В любом деле, требующем выносливости, я сразу проигрывал. Мой маленький братец Эвмен, например, мог пройти под моей вытянутой рукой, не нагибаясь, а когда мы шли куда-нибудь вместе, ему приходилось переходить на рысь, чтобы не отстать. Но если нам случалось идти в гору, то очень скоро он начинал нетерпеливо притоптывать ногами, дожидаясь меня. Эвмен, конечно же, был земледельцем.
Когда афинян спрашивает: «Как выглядит то-то и то-то?», он на самом деле имеет в виду «Красиво ли это?». Для афинянина это весьма важная информация в рамках концепции красоты-добра и уродства-зла, которой я уже касался раньше.
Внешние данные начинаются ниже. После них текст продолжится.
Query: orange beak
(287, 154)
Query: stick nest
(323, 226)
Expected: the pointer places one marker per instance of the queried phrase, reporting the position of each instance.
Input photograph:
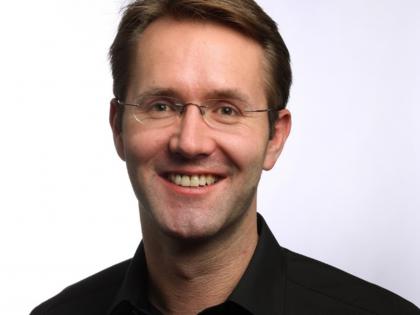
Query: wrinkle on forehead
(198, 58)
Мы считаем красоту печатью, оттиснутой на мягком воске наших лиц при рождении, чтобы с одного взгляда на нас можно было определить, добры мы или же злы. По этому критерию я относился к посредственно-никаким — пожалуй, верно (что не отменяет моего неверия в концепцию как таковую). Облысение в Афинах рассматривается как некая забавная странность, что-то вроде рассеянности, ношения иноземных или неподходящих к случаю одеяний и легких случаев клептомании; мне давали понять, что хотя не замечать этого невозможно, но и винить меня особенно не за что.
(Ты улыбаешься, Фризевт; думаешь, если я тебя не вижу, так и не догадаюсь. Но это правда: в молодости я был очень высок, и если бы я мог воспользоваться этим смехотворным предлогом, чтобы распрямить спину, я бы доказал тебе это. Ладно, можешь мне не верить, если не хочешь, но единственным встреченным мной человеком заметно выше был македонец Гефестион, друг Александра, тот самый, которого персидская царица приняла за Александра, поскольку он был выше всех в комнате. И нет, я не знаю, почему я придаю этому такое большое значение. Полагаю, из-за того, что только в этом я превосходил своих сородичей, и безо всякой разумной причины в глубине души горжусь своим ростом, хотя нет в том никакой моей заслуги).
Филократ должен был проинформировать нас обо всем на корабле, чтобы к моменту прибытия в Македонию мы располагали всеми необходимыми сведениями и были готовы к любому поручению, которое величайший на тот момент переговорщик вздумает на нас возложить. Однако Филократ страдал морской болезнью. Невыносимо страдал. Говоря точнее, он так чистосердечно и беспрерывно страдал ею, что заставил меня серьезно задуматься о теории перерождения душ, предложенной великим Пифагором и не так давно развитой знаменитым Платоном. Она никогда меня особенно не занимала, но глядя на Филократа, неутомимо блюющего в Эгейское море, Эвбейские проливы, Пагасийский залив и Фракийское море, я пересмотрел свое отношение. Было совершенно очевидно, что Филократ изверг съеденную в течение всей его жизни пищу еще до того, как вдали завиднелся мыс Сунион, поэтому то, что выходило из него в дальнейшем, могло быть съедено только в предыдущих инкарнациях.